Ob nun Future Faking, traditionelles A-loch-Verhalten, gelebter Egoismus oder romantisierte Unfähigkeit.
Für den Partner kommt es doch aufs Gleiche raus, wenn die Worte einer Person kein Gewicht haben.
Aus meiner Sicht gibt es nur eine Grundsatzentscheidung:
Mache ich mich in einer Situation verletzlich oder schütze ich mich wirksam.
Wirksamer Schutz ist der stete Blick auf die Ausgeglichenheit der Beziehung, Beibehalten der Unabhängigkeit und niemals in Vorleistung zu treten oder etwas preiszugeben, auf das man nicht mühelos verzichten kann.
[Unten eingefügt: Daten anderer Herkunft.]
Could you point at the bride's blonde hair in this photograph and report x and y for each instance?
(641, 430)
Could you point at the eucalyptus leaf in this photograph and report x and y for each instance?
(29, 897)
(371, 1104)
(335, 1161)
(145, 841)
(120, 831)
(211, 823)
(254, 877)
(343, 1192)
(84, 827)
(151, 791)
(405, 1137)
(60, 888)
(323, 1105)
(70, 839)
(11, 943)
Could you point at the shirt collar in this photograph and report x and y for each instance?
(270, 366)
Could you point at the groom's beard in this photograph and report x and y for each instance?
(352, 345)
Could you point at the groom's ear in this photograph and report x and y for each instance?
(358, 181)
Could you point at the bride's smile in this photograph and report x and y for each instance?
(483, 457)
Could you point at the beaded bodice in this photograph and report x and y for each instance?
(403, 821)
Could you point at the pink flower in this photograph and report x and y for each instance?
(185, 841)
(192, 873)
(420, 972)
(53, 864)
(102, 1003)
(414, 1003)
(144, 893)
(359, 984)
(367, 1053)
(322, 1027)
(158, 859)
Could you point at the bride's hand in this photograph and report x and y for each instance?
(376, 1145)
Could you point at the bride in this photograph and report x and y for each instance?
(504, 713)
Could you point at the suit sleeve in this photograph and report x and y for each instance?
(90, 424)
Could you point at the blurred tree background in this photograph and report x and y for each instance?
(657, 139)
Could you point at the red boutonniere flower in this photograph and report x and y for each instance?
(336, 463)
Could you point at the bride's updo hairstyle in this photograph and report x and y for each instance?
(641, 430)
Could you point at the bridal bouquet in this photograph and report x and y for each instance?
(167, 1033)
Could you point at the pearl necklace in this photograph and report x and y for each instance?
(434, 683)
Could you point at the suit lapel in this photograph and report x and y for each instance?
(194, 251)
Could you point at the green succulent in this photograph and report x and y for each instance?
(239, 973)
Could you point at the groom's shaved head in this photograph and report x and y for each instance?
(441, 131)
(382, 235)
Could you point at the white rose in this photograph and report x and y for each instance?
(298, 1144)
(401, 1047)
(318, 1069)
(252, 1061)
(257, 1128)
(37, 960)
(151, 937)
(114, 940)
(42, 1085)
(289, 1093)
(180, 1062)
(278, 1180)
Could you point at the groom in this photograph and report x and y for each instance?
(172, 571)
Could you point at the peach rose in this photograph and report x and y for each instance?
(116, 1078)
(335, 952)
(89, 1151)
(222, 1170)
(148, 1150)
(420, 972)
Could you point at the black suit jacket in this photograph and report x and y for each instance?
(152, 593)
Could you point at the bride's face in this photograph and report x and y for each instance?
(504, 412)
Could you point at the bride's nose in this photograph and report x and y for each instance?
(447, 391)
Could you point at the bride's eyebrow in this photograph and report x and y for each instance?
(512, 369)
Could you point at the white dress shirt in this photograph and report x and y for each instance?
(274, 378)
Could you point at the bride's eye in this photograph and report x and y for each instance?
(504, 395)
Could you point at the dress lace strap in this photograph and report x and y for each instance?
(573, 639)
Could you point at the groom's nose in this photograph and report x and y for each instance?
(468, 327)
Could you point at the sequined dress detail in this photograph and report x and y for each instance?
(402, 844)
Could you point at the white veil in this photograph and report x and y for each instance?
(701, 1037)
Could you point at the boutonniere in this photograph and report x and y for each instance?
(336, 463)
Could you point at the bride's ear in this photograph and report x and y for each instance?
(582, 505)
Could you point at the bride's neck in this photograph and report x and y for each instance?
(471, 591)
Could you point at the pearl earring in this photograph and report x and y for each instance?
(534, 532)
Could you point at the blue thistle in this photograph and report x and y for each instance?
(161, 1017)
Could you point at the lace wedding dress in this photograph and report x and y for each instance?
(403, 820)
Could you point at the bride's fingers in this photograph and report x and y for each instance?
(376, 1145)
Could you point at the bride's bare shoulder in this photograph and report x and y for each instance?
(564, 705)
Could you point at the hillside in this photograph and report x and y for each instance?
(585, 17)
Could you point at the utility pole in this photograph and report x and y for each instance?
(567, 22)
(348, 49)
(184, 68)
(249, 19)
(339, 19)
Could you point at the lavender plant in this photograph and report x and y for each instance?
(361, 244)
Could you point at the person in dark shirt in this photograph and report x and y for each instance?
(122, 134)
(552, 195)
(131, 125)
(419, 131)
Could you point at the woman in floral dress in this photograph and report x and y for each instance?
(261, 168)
Nachteil dieses Schutzes: Man kann sich nicht fallen lassen, sich so zeigen, wie man ist, entspannen, mit anderen zusammen arbeiten, Synergieeffekte nutzen und nie ein gemeinsames Heim, Kinder oder Träume haben. Heiraten geht auch nur mit sehr langem Individualvertrag. Das sich zu einander Bekennen gilt dann nur für den Moment. Auch der Vorteil, dass man in unterschiedlichen Themen und unterschiedlichen Phasen unterschiedlich stark oder schwach ist und sich gegenseitig ausgleichen und aushelfen kann, fällt weg.
Immer dann, wenn zwei sich wirklich vertrauensvoll für das Gleiche einsetzen, entsteht etwas, das mehr ist als die Summe seiner Teile. Und man wächst über sich hinaus und ist im wahrsten Wortsinn nicht einsam.
All das ist nicht möglich, wenn man sich konsequent selbstschützend verhält.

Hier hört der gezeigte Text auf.